Un destete respetuoso


 

¡Y llegó el día!

Este fue un gran paso para mí, pero sobre todo un gran paso para mi chiquitita, #BabyEli. Dejar su adorada tetita era un gran logro para ella. Y todo fue respetuoso, sin llanto, sin dolor. Respetamos sus momentos, sus tiempos y su ritmo. Creo que ella ya sabía que la etapa de la lactancia había llegado a su fin cuando aceptó de muy buena gana una leche de fórmula y su biberón. Se hizo independiente y supo reconocer que era momento de decir adiós a la tetita. Además mi producción cada vez fue menor, no solo por el trabajo sino porque lactaba menos. 

Pero ¿cómo se logra un destete respetuoso?
Primero descarte todos los métodos, que a mi parecer eran poco confiables. Ejemplo: colocarme cualquier esencia/producto en mi pecho para que ella le tuviera asco o dejarla llorar tres noches seguidas hasta que se acostumbre. Si nos íbamos a despedir de la lactancia, tenía que ser con dignidad y alegría.

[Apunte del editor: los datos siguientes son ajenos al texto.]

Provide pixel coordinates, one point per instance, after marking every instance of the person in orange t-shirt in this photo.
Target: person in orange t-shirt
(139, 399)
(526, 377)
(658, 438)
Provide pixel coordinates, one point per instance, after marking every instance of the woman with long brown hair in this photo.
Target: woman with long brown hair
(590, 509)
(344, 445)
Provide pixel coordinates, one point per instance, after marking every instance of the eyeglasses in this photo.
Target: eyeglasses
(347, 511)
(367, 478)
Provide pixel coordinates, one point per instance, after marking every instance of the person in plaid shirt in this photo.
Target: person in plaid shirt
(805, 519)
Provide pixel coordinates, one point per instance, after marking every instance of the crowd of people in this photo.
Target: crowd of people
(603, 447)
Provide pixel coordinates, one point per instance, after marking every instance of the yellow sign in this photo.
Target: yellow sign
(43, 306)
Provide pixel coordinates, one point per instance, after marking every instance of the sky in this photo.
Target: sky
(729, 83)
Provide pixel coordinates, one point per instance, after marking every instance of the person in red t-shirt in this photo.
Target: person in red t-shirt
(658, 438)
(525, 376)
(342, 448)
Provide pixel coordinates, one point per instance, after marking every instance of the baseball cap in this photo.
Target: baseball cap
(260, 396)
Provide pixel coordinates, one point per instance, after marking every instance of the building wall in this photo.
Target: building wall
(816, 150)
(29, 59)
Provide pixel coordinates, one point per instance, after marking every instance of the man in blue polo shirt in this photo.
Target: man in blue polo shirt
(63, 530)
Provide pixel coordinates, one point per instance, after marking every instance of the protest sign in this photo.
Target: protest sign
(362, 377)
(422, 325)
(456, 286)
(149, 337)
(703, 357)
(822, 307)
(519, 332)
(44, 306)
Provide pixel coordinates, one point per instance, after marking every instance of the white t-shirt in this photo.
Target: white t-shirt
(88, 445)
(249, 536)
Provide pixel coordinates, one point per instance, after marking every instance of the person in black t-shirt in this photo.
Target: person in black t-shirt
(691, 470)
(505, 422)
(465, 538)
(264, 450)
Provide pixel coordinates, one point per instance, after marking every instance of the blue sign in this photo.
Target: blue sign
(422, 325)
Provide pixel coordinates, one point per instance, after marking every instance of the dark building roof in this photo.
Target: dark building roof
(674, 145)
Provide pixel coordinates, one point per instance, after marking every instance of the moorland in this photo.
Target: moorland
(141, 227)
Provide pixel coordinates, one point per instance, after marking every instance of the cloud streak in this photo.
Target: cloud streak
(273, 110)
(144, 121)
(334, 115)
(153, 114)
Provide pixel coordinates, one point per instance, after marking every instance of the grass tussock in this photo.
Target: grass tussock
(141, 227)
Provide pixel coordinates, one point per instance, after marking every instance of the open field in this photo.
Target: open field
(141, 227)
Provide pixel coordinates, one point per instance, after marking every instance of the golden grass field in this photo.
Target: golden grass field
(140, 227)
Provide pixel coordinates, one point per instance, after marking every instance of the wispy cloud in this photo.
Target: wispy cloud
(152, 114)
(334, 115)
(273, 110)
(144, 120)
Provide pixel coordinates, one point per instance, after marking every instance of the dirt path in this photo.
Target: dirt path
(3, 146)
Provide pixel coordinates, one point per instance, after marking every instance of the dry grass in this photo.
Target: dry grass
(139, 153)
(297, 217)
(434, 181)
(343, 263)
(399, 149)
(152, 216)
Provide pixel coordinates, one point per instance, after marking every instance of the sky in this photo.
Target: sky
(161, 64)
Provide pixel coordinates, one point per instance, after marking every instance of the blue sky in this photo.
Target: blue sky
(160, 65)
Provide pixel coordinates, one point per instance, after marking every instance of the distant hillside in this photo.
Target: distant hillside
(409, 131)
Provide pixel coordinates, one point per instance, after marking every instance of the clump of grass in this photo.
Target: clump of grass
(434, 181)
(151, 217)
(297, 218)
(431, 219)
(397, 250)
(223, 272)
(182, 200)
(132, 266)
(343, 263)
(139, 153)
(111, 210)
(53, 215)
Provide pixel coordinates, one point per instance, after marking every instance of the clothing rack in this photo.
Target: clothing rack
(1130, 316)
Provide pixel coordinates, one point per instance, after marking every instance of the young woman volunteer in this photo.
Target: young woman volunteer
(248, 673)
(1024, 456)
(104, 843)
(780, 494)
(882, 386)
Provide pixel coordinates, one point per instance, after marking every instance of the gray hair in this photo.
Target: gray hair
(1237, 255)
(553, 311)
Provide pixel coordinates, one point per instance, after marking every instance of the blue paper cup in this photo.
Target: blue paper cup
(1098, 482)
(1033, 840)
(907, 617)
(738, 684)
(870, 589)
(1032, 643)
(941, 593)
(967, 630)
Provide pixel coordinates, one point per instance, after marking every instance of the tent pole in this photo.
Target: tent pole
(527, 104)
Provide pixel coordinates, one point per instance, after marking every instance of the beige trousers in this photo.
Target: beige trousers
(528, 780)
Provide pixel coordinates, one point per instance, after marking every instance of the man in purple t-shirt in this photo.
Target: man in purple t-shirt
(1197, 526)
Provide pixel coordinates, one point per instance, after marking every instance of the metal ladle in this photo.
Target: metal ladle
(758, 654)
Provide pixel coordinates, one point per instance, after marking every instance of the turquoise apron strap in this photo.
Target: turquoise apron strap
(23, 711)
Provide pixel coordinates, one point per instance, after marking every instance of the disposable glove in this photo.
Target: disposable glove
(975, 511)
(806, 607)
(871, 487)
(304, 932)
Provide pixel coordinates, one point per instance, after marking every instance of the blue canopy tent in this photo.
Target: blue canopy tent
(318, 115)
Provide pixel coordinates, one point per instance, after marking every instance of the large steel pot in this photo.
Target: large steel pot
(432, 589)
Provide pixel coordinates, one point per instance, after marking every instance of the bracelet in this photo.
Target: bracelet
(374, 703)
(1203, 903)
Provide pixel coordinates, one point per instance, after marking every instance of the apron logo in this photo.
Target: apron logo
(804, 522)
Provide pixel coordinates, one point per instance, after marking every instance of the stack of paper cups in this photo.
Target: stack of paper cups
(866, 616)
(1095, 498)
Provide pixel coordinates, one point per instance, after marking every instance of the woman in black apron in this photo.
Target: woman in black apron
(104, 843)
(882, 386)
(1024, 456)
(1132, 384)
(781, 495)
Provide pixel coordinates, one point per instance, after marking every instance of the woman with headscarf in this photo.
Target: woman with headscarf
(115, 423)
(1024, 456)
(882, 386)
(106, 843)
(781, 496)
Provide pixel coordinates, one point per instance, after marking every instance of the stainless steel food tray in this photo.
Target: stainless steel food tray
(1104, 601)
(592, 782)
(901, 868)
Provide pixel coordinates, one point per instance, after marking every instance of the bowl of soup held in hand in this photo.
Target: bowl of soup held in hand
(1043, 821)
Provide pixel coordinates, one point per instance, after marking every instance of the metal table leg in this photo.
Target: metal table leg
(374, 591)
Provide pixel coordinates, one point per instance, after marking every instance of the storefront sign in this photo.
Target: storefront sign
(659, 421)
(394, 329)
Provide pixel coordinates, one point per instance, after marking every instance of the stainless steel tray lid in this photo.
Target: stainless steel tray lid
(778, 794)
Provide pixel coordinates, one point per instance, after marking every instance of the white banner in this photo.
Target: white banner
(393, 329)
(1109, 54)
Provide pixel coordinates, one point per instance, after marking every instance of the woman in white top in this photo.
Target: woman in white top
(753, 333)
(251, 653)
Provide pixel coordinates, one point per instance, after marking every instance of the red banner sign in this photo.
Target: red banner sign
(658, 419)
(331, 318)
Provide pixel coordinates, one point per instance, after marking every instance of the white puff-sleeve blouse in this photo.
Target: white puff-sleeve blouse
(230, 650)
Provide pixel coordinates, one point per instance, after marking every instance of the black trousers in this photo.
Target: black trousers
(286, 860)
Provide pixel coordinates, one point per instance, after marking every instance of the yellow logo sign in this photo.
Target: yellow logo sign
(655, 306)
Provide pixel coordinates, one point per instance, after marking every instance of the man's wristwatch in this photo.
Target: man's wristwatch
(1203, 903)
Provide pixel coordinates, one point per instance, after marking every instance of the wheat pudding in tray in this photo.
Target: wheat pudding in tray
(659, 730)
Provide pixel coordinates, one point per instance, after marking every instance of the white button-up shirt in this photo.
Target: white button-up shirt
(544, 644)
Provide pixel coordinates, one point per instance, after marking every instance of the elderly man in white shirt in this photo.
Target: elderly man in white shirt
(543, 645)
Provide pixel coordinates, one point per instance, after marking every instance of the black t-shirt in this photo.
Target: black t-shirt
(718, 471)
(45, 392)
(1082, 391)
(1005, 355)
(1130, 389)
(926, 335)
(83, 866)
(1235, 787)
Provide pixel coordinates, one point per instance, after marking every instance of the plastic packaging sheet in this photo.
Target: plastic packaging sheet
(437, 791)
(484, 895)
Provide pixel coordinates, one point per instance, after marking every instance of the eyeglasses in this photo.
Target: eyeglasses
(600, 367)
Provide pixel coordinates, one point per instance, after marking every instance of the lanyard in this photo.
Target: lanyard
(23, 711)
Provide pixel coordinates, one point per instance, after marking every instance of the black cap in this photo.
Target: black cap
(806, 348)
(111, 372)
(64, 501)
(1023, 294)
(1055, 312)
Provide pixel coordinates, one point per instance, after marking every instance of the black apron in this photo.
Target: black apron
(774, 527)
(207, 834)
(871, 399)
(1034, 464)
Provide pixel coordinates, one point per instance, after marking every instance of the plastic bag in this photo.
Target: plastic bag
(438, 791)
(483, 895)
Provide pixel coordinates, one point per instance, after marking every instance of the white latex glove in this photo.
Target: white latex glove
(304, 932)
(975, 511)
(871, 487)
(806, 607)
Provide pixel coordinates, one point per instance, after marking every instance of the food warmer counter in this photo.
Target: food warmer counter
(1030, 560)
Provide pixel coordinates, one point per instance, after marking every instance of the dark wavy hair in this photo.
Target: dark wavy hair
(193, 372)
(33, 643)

Luego, pusimos en marcha el plan: No ofrecer, no negar. Este método consiste en que si tu hijo te pide el pecho, dáselo. Esto evita que se sienta rechazado. Pero si no te lo pide, no se lo ofrezcas. Así las tomas se van espaciando y tu pecho producirá menos leche y en algún momento ya no saldrá. A su vez, esto le da la seguridad al peque de que la lactancia ha llegado a su fin de manera natural.

También le compré a Eli un lindo biberón de Minnie Mouse con agarraderas. ¡LO AMÓ! E hicimos un cambio de fórmula y la aceptó muy bien. Ahora ni bien se levanta, me lleva a la cocina y coge su biberón y me dice: mi lechita, por favor.

Todo el proceso tomó aproximadamente un mes y medio. Hubo avances y retrocesos pero el mensaje era claro. Lo importante es la seguridad y hacerles entender de manera natural que la lactancia llegó a su fin. El proceso puede durar mucho más o incluso menos. ¡No se desanimen!

Oficialmente Eli dejó su tetita al año y 9 meses, y ahora es una saludable niña de 2 años.